Autre tendance malsaine constatée : les réseaux asociaux tendent de plus en plus à imposer des programmes à part sur les machines, ce qui leur permet de faire fî des restrictions propres aux navigateurs internet, et d'accéder ainsi à l'ensemble du disque dur et des données. Autant de chevaux de troie potentiels qui ne disent pas leur nom - et toujours aucune réaction des instances européennes pour arrêter le massacre des bébés phoques...

On rappellera enfin que c'est grâce aux réseaux asociaux que nous avons droit, depuis quelques années, à des avertissements aussi débiles qu'abscons sur les cookies tiers à chaque site internet que nous visitons (c'est particulièrement pénible quand vous êtes en navigation privée, qui devrait être la norme de fait et non l'exception). Pour ceux qui auraient raté ce moment historique de connerie numérique, cf. édito «les cookies de la honte» sur ce site pour les explications techniques et le reste ! Pour info, depuis le précédent édito, rien n'a bougé - l'Europe continue là encore de faillir complètement à la protection numérique de ses citoyens !

Au final, disons les choses telles qu'elles sont : le web asocial 2.0 est une escroquerie en puissance.
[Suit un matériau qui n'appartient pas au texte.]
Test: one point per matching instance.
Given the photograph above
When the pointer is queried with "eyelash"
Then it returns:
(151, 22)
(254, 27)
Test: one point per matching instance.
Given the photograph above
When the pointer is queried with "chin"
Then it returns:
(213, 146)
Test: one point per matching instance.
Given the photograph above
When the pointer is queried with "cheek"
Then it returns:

Si les réseaux asociaux offrent aux gens un moyen de créer rapidement et gratuitement leur page web, pour ensuite spammer et/ou «liker» à tout va, on est aux antipodes d'un petit jeu anodin pour adulte ou adolescent. Le but est bel et bien de voler purement et simplement des données à des gens conditionnés à la (fausse) gratuité de l'informatique sous toutes ses formes. Quand à la notion de mise en relation que certains veulent afficher côté pro pour justifier leur existence, on rappellera que ce ne sont pas les autres moyens de communication qui manquent sur le net, et que les réseaux asociaux ne sont en rien indispensables à une vie personnelle et professionnelle épanouie et évolutive ! Entre l'illusion entretenue et l'entretien de l'illusion, la maxime des réseaux sociaux se résume finalement bien à celle du commerce en général : «Vas-y : vend moi du rêve !»

Pour nous, qui pensons comme Richard Stallmann «qu'avoir le choix de son dictateur, ce n'est pas la liberté», vous aurez compris que les réseaux asociaux actuels ne nous conviennent pas, ni sur le fond, ni sur la forme. Nous espérons simplement que les gens finiront par se tourner vers Diaspora ou tout autre réseau réellement social, c'est-à-dire respectueux de ses usagers.